Utah’s ‘U.N.-free zone’
On July 4, 2001, the La Verkin City Council declared the southern Utah community “a U.N.-free zone” in a mostly symbolic gesture.
“The U.N. wants the Virgin River,” Mayor Jay Willard of nearby Virgin said at the time. “The global elite are using the United Nations and organizations that were set up to help the environment to lock up private property. It’s time to fight back.”
Back then, the Birch Society’s clout had mostly withered but was still thriving in some rural communities.
The next year, La Verkin’s council repealed the ordinance after most of its supporters were voted out of office.
Antipathy to the United Nations, however, has never disappeared.
“I wish I knew how many Latter-day Saints currently oppose the U.N., but I don’t,” Harris writes in an email. “I suspect that it’s on the decline because most Latter-day Saints left the Birch Society after the Cold War ended in 1989 and anti-U.N. tropes were big with the Birchers.”
Extremist Latter-day Saints, he says, simply “transferred their allegiances to other conspiracy theories.”
Principles over personalities
Defending Utah, co-founded by radio host and author Ben McClintock, has many posts and videos alleging the evils of the global body, including “United Nations 2019 Conference: Spreading Tyranny in Utah.”
“It would be difficult to accurately ascertain how many people within the state of Utah share our views,” Defending Utah writes in a message. “However, we have tens of thousands of individuals in the state who follow us through our different social media platforms, read our articles and watch our videos.”

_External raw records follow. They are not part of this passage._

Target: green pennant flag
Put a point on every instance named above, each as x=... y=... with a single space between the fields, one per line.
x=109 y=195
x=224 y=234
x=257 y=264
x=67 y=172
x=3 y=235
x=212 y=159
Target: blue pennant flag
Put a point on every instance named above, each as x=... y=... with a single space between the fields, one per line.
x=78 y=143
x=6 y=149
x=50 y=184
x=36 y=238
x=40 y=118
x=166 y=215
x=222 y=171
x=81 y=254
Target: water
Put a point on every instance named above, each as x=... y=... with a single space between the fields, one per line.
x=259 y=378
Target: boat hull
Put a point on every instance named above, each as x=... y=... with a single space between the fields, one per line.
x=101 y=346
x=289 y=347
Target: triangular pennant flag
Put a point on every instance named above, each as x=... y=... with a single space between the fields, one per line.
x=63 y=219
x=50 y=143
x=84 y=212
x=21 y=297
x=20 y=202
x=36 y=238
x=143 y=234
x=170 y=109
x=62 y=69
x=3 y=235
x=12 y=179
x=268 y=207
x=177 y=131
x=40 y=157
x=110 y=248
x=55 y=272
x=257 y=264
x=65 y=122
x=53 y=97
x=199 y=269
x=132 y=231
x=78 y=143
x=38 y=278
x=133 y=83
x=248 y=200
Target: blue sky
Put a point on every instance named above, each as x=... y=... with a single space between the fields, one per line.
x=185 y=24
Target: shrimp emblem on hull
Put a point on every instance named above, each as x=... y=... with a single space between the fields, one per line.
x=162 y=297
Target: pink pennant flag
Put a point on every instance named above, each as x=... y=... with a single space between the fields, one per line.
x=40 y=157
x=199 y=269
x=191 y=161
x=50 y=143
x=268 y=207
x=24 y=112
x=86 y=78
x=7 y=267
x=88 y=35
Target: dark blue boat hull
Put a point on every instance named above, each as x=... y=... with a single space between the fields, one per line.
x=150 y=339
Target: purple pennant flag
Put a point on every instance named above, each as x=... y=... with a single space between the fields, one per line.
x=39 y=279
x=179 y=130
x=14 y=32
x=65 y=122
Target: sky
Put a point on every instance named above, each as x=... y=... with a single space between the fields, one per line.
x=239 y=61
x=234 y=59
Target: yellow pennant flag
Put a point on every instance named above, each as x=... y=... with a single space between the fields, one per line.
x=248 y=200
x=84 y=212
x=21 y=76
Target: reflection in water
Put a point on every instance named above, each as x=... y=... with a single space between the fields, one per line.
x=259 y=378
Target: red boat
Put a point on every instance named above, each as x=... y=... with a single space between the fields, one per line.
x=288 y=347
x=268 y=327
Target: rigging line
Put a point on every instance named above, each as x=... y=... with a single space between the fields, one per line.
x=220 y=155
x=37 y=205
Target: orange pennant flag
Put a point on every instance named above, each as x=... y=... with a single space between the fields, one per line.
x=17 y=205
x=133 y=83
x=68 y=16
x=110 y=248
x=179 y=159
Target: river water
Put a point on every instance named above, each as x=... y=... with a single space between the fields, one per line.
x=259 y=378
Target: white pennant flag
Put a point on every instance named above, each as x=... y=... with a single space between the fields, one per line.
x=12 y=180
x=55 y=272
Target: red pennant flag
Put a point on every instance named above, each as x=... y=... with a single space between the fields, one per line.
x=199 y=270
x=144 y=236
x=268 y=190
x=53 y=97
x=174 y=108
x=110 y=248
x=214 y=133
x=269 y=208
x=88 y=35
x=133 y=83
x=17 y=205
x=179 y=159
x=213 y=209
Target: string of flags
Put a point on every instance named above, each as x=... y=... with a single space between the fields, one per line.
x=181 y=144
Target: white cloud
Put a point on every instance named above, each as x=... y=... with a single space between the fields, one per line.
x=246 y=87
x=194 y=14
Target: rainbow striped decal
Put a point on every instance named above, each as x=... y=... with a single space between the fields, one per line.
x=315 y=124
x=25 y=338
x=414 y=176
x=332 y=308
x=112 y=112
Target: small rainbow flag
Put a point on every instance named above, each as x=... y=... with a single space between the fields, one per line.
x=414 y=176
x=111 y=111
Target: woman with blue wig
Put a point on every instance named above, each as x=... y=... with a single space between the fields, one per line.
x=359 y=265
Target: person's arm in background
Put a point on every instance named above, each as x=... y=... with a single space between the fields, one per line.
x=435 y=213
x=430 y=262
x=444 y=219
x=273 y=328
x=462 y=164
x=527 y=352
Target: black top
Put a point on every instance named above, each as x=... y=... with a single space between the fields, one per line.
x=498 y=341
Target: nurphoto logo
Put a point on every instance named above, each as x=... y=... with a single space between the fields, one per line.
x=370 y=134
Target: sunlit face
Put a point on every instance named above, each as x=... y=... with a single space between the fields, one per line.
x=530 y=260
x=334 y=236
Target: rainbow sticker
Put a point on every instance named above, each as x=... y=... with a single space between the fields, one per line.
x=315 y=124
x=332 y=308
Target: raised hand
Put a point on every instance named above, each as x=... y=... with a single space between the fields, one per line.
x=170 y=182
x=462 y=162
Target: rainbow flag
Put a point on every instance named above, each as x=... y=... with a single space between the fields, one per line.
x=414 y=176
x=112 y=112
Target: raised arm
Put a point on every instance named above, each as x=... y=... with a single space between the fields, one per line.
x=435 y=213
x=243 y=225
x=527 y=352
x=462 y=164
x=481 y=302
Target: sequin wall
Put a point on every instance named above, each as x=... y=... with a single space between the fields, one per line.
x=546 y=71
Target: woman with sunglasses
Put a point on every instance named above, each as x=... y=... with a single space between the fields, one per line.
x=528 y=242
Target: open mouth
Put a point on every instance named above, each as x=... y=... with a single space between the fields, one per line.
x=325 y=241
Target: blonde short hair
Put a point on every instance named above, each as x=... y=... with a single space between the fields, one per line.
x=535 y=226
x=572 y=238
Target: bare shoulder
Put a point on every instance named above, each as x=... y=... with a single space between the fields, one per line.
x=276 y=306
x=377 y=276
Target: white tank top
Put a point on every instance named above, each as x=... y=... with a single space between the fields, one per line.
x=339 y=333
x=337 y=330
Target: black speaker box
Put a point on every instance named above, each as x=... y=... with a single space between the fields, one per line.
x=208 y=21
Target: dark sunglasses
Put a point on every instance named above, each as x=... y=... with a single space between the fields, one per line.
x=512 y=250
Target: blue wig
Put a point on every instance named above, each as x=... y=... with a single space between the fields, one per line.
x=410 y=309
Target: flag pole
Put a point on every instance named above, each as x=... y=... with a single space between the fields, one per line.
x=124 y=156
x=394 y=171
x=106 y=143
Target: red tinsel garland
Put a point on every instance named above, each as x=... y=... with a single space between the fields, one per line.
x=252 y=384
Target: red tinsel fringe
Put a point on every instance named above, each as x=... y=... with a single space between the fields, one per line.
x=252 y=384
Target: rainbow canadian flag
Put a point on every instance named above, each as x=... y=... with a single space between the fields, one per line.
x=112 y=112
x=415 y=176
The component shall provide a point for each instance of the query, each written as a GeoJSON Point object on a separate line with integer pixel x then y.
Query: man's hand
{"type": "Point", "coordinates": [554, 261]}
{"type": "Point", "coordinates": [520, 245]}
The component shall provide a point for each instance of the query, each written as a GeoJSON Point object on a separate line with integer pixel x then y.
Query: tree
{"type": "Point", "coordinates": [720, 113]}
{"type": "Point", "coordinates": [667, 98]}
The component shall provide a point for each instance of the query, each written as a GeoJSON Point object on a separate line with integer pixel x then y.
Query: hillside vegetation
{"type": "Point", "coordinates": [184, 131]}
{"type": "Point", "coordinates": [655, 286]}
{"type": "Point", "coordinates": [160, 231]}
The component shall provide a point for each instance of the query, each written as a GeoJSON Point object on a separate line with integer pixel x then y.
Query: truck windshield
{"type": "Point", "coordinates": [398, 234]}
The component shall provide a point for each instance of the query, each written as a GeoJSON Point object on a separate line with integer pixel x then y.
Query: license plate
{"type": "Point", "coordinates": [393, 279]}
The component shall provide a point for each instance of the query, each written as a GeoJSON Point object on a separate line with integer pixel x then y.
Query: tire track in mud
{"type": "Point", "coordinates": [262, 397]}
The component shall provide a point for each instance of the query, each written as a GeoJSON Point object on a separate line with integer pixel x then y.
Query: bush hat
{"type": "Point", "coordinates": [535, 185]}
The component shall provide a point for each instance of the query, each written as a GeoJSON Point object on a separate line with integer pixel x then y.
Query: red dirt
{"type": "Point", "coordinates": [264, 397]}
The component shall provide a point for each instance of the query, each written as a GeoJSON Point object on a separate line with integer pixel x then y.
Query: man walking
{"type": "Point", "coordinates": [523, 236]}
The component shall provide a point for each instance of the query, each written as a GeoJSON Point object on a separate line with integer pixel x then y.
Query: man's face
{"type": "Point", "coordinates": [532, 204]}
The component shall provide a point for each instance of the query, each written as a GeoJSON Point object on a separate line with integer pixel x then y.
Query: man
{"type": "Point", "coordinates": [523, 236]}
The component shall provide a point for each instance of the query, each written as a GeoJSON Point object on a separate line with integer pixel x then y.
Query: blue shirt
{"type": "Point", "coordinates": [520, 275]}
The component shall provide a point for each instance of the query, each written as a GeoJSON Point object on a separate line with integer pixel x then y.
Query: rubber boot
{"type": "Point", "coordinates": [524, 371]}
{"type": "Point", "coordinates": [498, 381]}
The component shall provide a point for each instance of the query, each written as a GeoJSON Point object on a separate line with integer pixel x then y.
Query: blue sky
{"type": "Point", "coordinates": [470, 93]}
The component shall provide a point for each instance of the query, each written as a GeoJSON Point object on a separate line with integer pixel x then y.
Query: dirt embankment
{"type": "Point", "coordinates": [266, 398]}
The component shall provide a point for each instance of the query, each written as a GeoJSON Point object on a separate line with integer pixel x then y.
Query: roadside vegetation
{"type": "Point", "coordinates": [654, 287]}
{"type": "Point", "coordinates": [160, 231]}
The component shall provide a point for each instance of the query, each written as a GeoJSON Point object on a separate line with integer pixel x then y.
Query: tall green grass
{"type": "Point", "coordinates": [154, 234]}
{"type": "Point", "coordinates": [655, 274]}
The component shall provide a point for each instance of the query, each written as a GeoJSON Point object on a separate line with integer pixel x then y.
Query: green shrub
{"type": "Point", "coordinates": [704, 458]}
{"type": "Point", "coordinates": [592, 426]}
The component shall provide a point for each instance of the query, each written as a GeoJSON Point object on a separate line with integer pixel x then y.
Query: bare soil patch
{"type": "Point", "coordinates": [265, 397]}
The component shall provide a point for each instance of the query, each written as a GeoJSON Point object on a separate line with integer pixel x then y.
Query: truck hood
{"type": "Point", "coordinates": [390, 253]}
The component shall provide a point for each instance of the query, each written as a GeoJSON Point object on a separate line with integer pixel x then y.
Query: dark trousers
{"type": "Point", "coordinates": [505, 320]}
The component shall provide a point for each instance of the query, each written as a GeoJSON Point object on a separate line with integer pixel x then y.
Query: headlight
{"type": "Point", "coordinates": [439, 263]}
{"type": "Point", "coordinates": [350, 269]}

They do not all share the same political party, says Defending Utah. “We are Constitutional originalists. Since elected officials from both parties violate the Constitution, we stick to our motto of ‘Think Right & Wrong, Not Right & Left.’ Along those lines, it’s not about who says something, but what was said.”

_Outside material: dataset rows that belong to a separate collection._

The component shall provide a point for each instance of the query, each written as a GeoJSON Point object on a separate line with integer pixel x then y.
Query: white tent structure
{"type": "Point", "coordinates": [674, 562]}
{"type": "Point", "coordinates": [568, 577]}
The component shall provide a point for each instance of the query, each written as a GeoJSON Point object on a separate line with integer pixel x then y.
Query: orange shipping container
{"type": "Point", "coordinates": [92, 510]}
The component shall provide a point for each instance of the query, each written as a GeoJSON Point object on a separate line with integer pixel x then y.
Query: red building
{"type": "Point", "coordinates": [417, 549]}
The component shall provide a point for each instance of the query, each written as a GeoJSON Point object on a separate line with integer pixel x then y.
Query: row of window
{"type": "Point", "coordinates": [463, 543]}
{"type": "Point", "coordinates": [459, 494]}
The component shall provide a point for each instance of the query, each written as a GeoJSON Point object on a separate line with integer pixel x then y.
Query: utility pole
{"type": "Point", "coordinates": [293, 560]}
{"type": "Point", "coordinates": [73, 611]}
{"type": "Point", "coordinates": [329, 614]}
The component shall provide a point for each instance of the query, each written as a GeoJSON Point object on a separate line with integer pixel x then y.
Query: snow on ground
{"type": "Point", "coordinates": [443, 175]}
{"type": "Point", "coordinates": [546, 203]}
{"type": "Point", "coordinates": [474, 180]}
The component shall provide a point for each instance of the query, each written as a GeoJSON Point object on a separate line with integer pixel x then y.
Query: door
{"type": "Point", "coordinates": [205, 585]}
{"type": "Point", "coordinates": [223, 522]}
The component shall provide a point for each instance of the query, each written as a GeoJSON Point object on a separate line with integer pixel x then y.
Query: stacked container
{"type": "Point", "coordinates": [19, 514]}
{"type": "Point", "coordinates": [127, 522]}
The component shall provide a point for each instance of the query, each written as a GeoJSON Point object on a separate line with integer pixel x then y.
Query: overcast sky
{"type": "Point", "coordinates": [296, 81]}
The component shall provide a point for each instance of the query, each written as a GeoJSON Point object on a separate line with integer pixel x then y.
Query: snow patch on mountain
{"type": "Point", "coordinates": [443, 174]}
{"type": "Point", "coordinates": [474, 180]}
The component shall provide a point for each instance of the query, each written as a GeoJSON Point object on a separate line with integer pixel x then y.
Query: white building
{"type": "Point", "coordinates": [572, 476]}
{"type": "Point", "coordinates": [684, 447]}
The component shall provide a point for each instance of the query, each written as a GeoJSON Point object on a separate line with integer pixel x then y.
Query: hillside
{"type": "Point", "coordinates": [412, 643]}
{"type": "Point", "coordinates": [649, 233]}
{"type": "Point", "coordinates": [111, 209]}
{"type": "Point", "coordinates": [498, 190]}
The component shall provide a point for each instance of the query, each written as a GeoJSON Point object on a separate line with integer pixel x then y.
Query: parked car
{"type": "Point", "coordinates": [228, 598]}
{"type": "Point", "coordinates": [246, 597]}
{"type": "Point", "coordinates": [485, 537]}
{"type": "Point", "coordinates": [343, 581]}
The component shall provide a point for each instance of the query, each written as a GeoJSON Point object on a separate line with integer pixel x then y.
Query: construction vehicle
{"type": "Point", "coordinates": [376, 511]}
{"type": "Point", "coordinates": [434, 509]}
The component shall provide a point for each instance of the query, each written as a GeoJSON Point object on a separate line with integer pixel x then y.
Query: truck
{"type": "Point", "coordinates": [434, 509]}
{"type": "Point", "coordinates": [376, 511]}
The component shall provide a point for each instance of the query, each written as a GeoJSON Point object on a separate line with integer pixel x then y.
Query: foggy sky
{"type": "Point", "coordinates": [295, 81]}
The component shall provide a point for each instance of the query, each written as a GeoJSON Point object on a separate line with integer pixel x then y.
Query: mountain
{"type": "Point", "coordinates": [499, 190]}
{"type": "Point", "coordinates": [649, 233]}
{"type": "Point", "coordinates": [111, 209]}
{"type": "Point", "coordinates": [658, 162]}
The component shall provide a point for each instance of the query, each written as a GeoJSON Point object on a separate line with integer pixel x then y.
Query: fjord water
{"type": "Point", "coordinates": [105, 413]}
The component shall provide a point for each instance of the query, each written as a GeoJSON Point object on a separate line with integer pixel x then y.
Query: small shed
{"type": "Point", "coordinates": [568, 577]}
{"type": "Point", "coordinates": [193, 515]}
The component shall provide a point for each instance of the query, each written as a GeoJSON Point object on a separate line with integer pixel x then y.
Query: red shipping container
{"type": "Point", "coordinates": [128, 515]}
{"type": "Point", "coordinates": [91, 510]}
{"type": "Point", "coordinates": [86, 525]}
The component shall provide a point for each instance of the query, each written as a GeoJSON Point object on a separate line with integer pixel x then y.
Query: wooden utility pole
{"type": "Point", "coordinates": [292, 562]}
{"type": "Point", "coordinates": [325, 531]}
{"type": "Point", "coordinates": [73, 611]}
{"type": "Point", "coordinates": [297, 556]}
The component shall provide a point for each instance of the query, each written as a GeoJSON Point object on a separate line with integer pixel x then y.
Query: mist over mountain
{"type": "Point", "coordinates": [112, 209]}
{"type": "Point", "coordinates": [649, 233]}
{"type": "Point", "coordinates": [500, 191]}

When asked about if it thought LDS Church leaders are blinded to the dangers of the U.N, Defending Utah says “it is impossible to speculate on the opinions or motivations of people we have never met. But clearly not all church leaders have the same opinions.”
Defending Utah went on to say: “Though many of us are Latter-day Saints, as an organization, we’ve stuck to correct principles which have led us to being on the opposite side of some of the church’s statements on public issues from [Ammon] Bundy’s efforts to defend the rights of the Hammond family to legislation attacking property rights under the guise of being compassionate, to government violating the Constitution during a so-called pandemic.”

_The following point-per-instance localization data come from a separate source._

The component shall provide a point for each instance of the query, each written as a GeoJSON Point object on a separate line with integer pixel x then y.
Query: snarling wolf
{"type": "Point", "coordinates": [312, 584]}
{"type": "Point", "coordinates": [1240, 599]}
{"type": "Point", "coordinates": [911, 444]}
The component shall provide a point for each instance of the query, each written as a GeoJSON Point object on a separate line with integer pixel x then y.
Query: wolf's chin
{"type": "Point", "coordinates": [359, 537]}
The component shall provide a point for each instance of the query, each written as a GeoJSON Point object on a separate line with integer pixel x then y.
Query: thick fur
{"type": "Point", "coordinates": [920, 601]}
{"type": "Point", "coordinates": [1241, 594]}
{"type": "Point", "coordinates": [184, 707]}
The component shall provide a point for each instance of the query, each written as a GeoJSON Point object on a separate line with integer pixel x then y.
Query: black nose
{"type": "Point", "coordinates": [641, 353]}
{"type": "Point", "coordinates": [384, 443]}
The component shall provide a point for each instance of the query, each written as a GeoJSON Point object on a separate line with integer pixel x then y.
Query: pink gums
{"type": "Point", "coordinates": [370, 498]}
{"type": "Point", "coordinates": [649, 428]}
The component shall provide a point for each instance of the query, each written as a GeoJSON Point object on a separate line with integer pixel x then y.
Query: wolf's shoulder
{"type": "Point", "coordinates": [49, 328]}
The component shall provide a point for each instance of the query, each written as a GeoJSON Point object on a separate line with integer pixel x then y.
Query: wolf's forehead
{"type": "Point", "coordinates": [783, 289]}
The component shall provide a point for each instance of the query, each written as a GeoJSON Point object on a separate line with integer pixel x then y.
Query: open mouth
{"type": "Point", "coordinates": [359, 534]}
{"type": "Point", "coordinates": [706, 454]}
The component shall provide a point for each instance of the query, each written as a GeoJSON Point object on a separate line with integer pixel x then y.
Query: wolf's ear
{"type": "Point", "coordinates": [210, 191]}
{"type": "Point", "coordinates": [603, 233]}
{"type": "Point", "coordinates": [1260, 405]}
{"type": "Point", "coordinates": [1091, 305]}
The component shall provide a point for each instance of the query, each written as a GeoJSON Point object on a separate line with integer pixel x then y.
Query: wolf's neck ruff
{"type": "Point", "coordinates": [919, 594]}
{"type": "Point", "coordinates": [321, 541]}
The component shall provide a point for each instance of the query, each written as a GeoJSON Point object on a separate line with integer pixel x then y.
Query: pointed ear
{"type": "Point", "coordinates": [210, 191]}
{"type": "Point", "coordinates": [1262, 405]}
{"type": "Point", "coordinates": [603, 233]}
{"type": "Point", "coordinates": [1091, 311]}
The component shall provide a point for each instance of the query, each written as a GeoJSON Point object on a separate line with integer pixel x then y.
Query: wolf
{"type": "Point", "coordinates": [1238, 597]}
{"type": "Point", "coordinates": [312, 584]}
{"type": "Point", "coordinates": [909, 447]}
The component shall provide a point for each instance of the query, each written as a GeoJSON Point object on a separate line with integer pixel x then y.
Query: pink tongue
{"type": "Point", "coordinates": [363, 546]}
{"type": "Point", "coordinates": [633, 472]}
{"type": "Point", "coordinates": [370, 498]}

Being “true to principles,” Defending Utah says, “is more important than being true to personalities.”
No matter how many Latter-day Saints oppose their church’s involvement in the U.N. and other international bodies, though, their views are not likely to alter the faith’s associations.
The church welcomes “the opportunity to seek common ground, where we can partner with global organizations,” Andersen says, “and increase our influence in benefiting God’s children, wherever they may live in the world.”